LEWISBURG, Pa. — Members of the Bucknell University community will participate in the national China Town Hall event "Local Connections, National Reflections," featuring U.S. Ambassador to China Gary Locke, on Monday, Oct. 29, in the Terrace Room of the Elaine Langone Center at Bucknell.

CHINA Town Hall: Local Connections, National Reflections, is a national day of programming designed to provide Americans across the United States and beyond the opportunity to discuss China-related issues with leading experts. CHINA Town Hall is generously underwritten by the Starr Foundation.

"This is the first time that Bucknell University has worked with the National Committee on U.S.-China Relations to host this national event," said Zhiqun Zhu, MacArthur Chair in East Asian Politics and associate professor of political science and international relations at Bucknell.

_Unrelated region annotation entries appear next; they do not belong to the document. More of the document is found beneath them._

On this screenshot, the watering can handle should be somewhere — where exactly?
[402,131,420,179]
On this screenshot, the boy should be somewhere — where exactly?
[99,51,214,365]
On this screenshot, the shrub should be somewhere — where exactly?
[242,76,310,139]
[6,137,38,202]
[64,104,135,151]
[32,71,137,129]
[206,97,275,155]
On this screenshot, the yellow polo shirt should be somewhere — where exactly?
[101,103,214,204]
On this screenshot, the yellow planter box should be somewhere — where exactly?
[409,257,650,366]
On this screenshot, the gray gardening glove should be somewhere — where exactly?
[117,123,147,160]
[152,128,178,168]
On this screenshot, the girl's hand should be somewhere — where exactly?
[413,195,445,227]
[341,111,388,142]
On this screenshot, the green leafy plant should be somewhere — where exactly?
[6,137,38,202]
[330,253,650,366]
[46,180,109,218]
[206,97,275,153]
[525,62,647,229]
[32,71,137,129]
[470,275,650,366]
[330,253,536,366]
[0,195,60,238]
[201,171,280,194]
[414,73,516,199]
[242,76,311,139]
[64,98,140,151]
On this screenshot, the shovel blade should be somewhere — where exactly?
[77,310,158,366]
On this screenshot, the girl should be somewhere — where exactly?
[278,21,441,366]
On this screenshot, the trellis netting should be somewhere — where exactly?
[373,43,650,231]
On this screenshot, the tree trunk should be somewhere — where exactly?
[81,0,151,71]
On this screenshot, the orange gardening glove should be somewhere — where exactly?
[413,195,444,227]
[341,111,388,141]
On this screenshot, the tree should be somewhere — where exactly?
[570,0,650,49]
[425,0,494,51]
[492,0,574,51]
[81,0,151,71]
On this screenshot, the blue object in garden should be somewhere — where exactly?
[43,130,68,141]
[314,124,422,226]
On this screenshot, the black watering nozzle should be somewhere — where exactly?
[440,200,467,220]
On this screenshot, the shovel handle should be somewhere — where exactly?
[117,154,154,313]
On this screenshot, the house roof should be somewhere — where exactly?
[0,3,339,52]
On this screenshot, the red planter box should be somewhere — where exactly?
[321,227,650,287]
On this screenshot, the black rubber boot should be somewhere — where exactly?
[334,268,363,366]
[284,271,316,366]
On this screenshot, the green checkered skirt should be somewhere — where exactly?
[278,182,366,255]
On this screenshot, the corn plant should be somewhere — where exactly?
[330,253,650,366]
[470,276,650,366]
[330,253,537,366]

"Given the importance of U.S.-China relations today and a fairly prominent role of China in this U.S. presidential election, we are extremely happy that Bucknell can be part of this national discussion."

The Bucknell event begins at 6:45 p.m. with the talk, "U.S. Strategic Rebalancing toward Asia and Its Impact on US-China Relations," by Bonnie Glaser, a senior fellow with the Center for Strategic and International Studies (CSIS) where she works on issues related to Chinese foreign and security policy.

Glaser has written extensively on Chinese threat perceptions and views of the strategic environment, China's foreign policy, U.S.-China military ties, cross-strait relations, Chinese assessments of the Korean peninsula, and Chinese perspectives on missile defense and multilateral security in Asia.

Her writings have been published in the Washington Quarterly, China Quarterly, Asian Survey, International Security, Problems of Communism, Contemporary Southeast Asia, American Foreign Policy Interests, Far Eastern Economic Review, Korean Journal of Defense Analysis, New York Times, and International Herald Tribune, as well as various edited volumes on Asian security. She is a regular contributor to the Pacific Forum quarterly web journal Comparative Connections.

Glaser is a board member of the U.S. Committee of the Council for Security Cooperation in the Asia Pacific and a member of the Council on Foreign Relations. She received her B.A. in political science from Boston University and her M.A. with concentrations in international economics and Chinese studies from the Johns Hopkins School of Advanced International Studies.

Webcast with U.S. Ambassador to China
Glaser's talk will be followed by a webcast talk by Gary Locke, U.S. Ambassador to China, at 8 p.m.

Locke is the first Chinese-American to serve as Ambassador to China and as Secretary of Commerce. He also served two terms as governor of Washington prior to his appointment to President Obama's cabinet.

Locke has extensive experience working with China. As Secretary of Commerce, he co-chaired two sessions of the U.S.-China Joint Commission on Commerce and Trade that resulted in important changes to Chinese trade policy.

As Governor of Washington, he strengthened economic ties between China and Washington, more than doubling the state's exports to China to more than $5 billion per year. As a partner in the Seattle office of the international law firm, Davis Wright Tremaine LLP, he co-chaired the firm's China practice.

Locke's grandfather emigrated from China to Washington, initially finding employment as a servant, working in exchange for English lessons. His father, also born in China, was a small business owner, operating a grocery store where Locke worked while receiving his education in Seattle public schools. Locke went on to earn a bachelor's degree in political science from Yale University and a law degree from Boston University.

Both events, which are free and open to the public, are co-sponsored with the MacArthur Chair in East Asian Politics program, the Departments of Political Science, International Relations and East Asian studies, and Communications and Events Management offices at Bucknell, as well as the National Committee on United States-China Relations.

"We are fortunate to have at Bucknell a scholar of Professor Zhu's standing who can assemble such a meaningful event and are pleased that Bucknell can serve as this public forum on such timely global issues," said Pete Mackey, vice president for communications and community relations at Bucknell.